Jamón Ibérico only accounts for about 8 percent of Spain’s cured-ham production; it is very expensive and not widely available abroad. Prior to 2005, it was not even available in the United States. Like Jamón Serrano and Italian prosciutto, Jamón Ibérico is served sliced very thin with good bread and very little adornment or garnish. The basic Jamón Ibérico can go for upwards of $52 a pound, and the Bellota is priced upwards of $96 a pound, making these hams some of the most expensive in the world.

Tuesday, April 5, 2011

Flamenco: the quintessential Spanish dance

No understanding of Spanish history and culture can be complete without an appreciation of Flamenco, the authentic live music and dance that has been part of the Spanish heart and identity for more than 500 years.

Flamenco is the passionate, sometimes melancholy music of the gypsies of Andalusía in Southern Spain, with the city of Sevilla at its heart. It is heavily influenced by the Moors of North Africa who ruled Spain for more than eight centuries. 

The origins of Flamenco are often a subject of debate because it has only been documented for the past two centuries. The word “Flamenco” did not come into use until the 18th century. Much of its history before this time comes from family stories passed down through the years, as are the Flamenco songs themselves. 

Historic photo of gypsy performers
One certainty about Flamenco is that it originated in Andalusia. From the 8th to the 15th centuries, when Spain was under Arab rule, the Moors’ music and musical instruments were modified and adapted by Spanish Christians and Jews, and later by gypsies, becoming in time a new, hybrid musical form. 

Flamenco’s roots can be found in gatherings around the campfire at night. With their guitars, drums, and castañets, gypsies would spontaneously break into a juerga, an impromptu outburst of guitarra (guitar playing), cante (song), and baile (dance), rhythmically snapping their fingers (pitos), clapping (palmas), and stamping their feet (zapateados). Over the years this evolved into a dance form with its own songs and traditions, including the women’s costumes of long, flared skirts and fringed shawls that accentuate every twirl. 

Between 1765 and 1860, the first Flamenco schools were formed in Cadiz, Jerez de la Frontera, and the Triana sector of Sevilla. The Golden Age of Flamenco (1869-1910) saw a flourishing of cafés cantantes (music cafés) where nightly performances saw dancers perfecting the different forms of Flamenco for enthusiastic audiences. The more serious songs and dances expressing cante jondo (deep feelings and emotion) date from this era. Dancers, guitar players, and singers featured in these cafés cantantes became internationally famous.

Gypsies and their art form suffered during the Spanish Civil War, and were one of the persecuted minorities during the Second World War. It wasn’t until the 1905s that a sort of Flamenco Renaissance was able to take shape. Outstanding dancers and soloists soon made their way out of the small tablaos, successors to the early cafés cantantes, to the great theatres and concert houses. 

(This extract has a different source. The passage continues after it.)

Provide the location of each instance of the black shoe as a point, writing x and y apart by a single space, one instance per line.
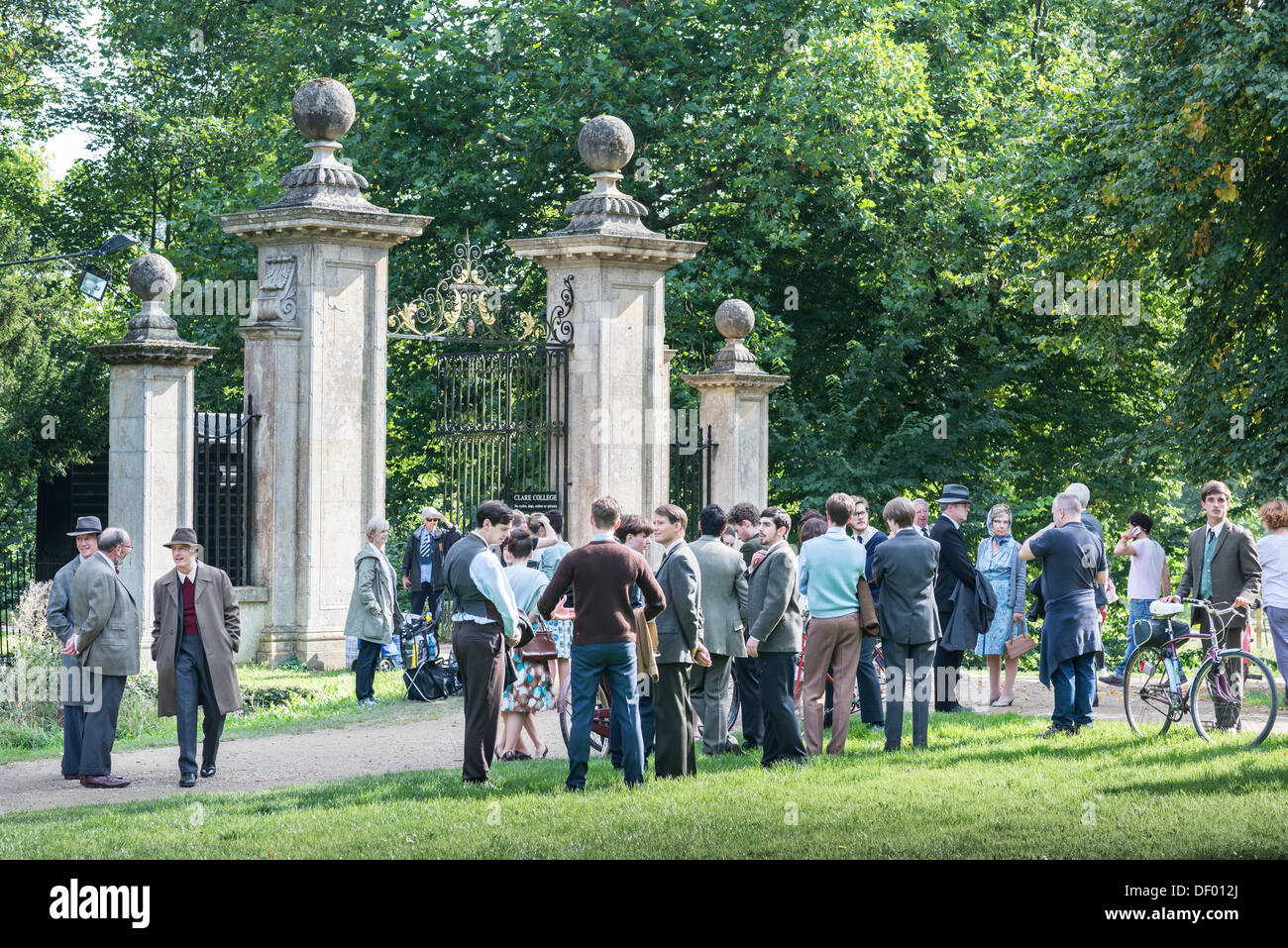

Famed guitarist Paco de Lucia
Although mass media has brought Flamenco to the world stage, it has always been and will always remain an intimate kind of music. The relationship between dancer and guitarist makes Flamenco unique as a dance form. Contrary to most dance forms, it is the guitarist who follows the dancer’s prompts. Duende, the baring of one’s soul in all its frank emotion, is another crucial element of Flamenco. Passion, longing, and a deep pride are the feelings most frequently expressed through these dances and songs.

Modern Flamenco is a highly technical dance style requiring years of study. The emphasis for both male and female performers is on lightning-fast footwork performed with absolute precision. The dancers often use props such as castanets, shawls and fans.

Flamenco is currently enjoying an unprecedented popularity around the globe, with professional touring companies spreading the art form to every continent, and schools and studios in major cities worldwide. Students from all over the world travel to study with the best dancers and teachers in Sevilla, still the homeland of Flamenco.